Warning if > 80%, critical if > 90%.
check memory usage
define service{
use local-service
host_name esxi03.troxo.net
service_description ESXi Memory usage
check_command check_esx_mem!80!90
}
Define a service to check RunTime Status on the remote machine.
check runtime status
define service{
use local-service
host_name esxi03.troxo.net
service_description ESXi Runtime status
check_command check_esx_runtime
}
check io read
define service{
use local-service
host_name esxi03.troxo.net
service_description ESXi IO read
check_command check_esx_ioread!40!90
}
check io write
define service{
use local-service
host_name esxi03.troxo.net
service_description ESXi IO write
check_command check_esx_iowrite!40!90
}
Define a service to check vmfs free space on the remote machine.
check io write
define service{
use local-service
host_name esxi03.troxo.net
service_description ESXi VMFS Free Space
check_command check_vmfs
}
}
I added to resources.cfg user & pass for login to ESXi. commands.cfg file looks like:
check io write
define command{
command_name check_esx_iowrite
command_line $USER1$/check_esx3-0.5.pl -D $HOSTADDRESS$ -u $USER3$ -p $USER4$
-l io -s write -w $ARG1$ -c $ARG2$
}
check vmfs
define command{
command_name check_vmfs
command_line $USER1$/check_esx3-0.5.pl -H $HOSTADDRESS$ -u $USER3$ -p $USER4$ -l vmfs
-w $ARG1$ -c $ARG2$
}
Only ping command is OK. Others are declared as Unknown. Here is what do I have on Nagios page:
ESXi VMFS Free Space
UNKNOWN 03-08-2012 13:56:34 ..... Usage: check_esx.pl -D <data_center>
user3 & user4 are login & pass for ESXi on resources.cfg
I do not have Center Server installed – not necessary for 6 ESXi servers.

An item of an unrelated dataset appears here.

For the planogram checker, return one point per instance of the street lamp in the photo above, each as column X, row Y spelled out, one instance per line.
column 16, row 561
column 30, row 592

So, could someone help me to solve this issue?
Best Answer
Your command definition is expecting ARG1 and ARG2 (for -w and -c, respectively), but you are not passing them in after check_vmfs in your service def's command line.
So the resulting command being executed by Nagios is something like "/path/to/check_esx3-0.5.pl -H 172.32.3.3 -u user -p passwd -l vmfs -w -c", which is why it's returning "error: here's the usage help" instead of what you expect.
You should either remove the -w and -c pieces from the command definition, or add some (I'm assuming) thresholds to your service definition. E.g., "check_vmfs!10!20" or similar.